Я вытащил папку и развязал белые шнурочки. Там было все: папин паспорт, страховой полис, большой потертый диплом об окончании высшего учебного заведения с выдавленным на коленкоровой корочке толстым гербом несуществующей страны, пенсионное, мамино свидетельство о смерти, еще какие-то бумажки, старые и с как бы обгрызенными краями.
Сметанкин и правда ничего не украл. Ни папиного паспорта, ни свидетельства о собственности, ничего.
Ему нужно было нечто большее.
Целая чужая жизнь.
В каком-то смысле мы с ним и правда были похожи.
Жалко, что он оказался не родственником. Мы бы вместе как-то все уладили. Поскольку если один упадет, то другой его поднимет.
Я достал страховой полис и выложил его на тумбочку. Собрал папины вещи: бритву, зубную щетку, носовые платки, кружку, тапочки в отдельном пакете и всякую другую мелочь, делающую человека человеком. Уложил в пластиковый пакет. Подумал и положил туда еще и аллохол.
Тут я почему-то решил, что «Скорая», наверное, уже подъехала. Выглянул в окно: точно, она стояла прямо под окном. Врач с чемоданчиком сверху казался коротеньким, большеголовым и очень деловитым. Потом вышла еще медсестра, я не видел, молодая она или нет. Тут женщина и врач стали расплываться, а синий огонь на крыше автомобиля отрастил щупальца, и я понял, что пошел дождь.
Я прошел к двери и распахнул ее пошире, чтобы им было легче найти нужную квартиру. Они поднимались по лестнице, устало переговариваясь, наверное, это был не первый их вызов.
— Это кто, ваш отец? — спросил врач. Обувь он снимать не стал, и на новеньком ламинате остались мокрые следы. Надо будет потом их вытереть, чтобы не попортить лак.
Куда эта сволочь Сметанкин задевал мой коврик с оленями?
Врач склонился над папой, и я видел лишь его спину в белом халате.
Медсестра деловито отпиливала горлышко у ампулы. Врач ей велел? Я не слышал, чтобы он что-то ей вообще говорил.
Теперь она держала его запястье и шевелила губами. Она была очень немолода. Я подумал, что первый раз за много лет папу держит за руку посторонняя женщина. Не тетя Лиза. Было бы здорово, если бы она время от времени навещала папу, а он бы жаловался ей на современные нравы.
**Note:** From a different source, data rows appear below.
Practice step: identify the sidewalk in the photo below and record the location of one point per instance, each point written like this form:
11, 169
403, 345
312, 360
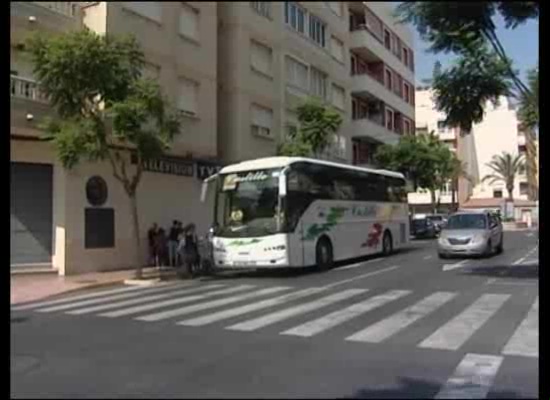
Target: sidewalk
32, 287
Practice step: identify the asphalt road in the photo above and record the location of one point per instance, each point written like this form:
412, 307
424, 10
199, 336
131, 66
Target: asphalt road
406, 326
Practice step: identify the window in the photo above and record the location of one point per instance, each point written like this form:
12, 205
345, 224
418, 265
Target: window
295, 16
189, 22
148, 9
317, 30
297, 73
407, 127
337, 48
187, 101
261, 57
318, 83
523, 188
405, 56
441, 126
387, 39
336, 7
407, 92
389, 77
338, 97
261, 121
262, 7
389, 119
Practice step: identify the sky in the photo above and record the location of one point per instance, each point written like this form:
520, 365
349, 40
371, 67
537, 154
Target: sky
521, 44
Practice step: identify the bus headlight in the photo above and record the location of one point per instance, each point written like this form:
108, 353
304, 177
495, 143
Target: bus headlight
276, 248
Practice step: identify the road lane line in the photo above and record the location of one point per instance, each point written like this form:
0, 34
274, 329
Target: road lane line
104, 299
360, 277
248, 308
138, 300
457, 331
460, 264
281, 315
473, 377
525, 340
85, 296
211, 304
338, 317
390, 326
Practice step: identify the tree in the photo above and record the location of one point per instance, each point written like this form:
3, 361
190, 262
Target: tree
317, 128
483, 70
423, 159
505, 168
105, 110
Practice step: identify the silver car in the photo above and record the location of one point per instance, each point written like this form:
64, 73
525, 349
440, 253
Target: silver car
471, 233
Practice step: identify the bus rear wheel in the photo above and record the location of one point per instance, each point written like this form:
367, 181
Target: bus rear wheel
324, 258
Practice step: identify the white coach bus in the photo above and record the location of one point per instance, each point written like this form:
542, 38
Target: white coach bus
296, 212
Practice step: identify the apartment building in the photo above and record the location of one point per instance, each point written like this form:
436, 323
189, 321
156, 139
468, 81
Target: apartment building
236, 71
54, 222
351, 55
498, 132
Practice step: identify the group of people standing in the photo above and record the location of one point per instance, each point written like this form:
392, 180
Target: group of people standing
176, 249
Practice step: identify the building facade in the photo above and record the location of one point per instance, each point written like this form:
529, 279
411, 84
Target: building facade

А потом она бы один раз осталась и больше не уходила. Я не против.
Врач обернулся ко мне. В блестящем стетоскопе на груди плясали все пять светильников-конусов. Вот он был моложе меня. Какой-то в этом есть непорядок.
Я спросил:
— Что, доктор?
— Вы ему что давали?
— Ничего. Хотел аллохол.
— Ну-ну, — сказал врач без выражения.
— Он сильно отравился?
— Он вообще не отравился. Это инфаркт. Обширный.
— Но он ведь жаловался...
— Симптоматику инфаркта иногда можно перепутать с отравлением, — сказал врач, — тошнота, рвота. Рези в животе. Да... У него не было никакого сильного эмоционального потрясения?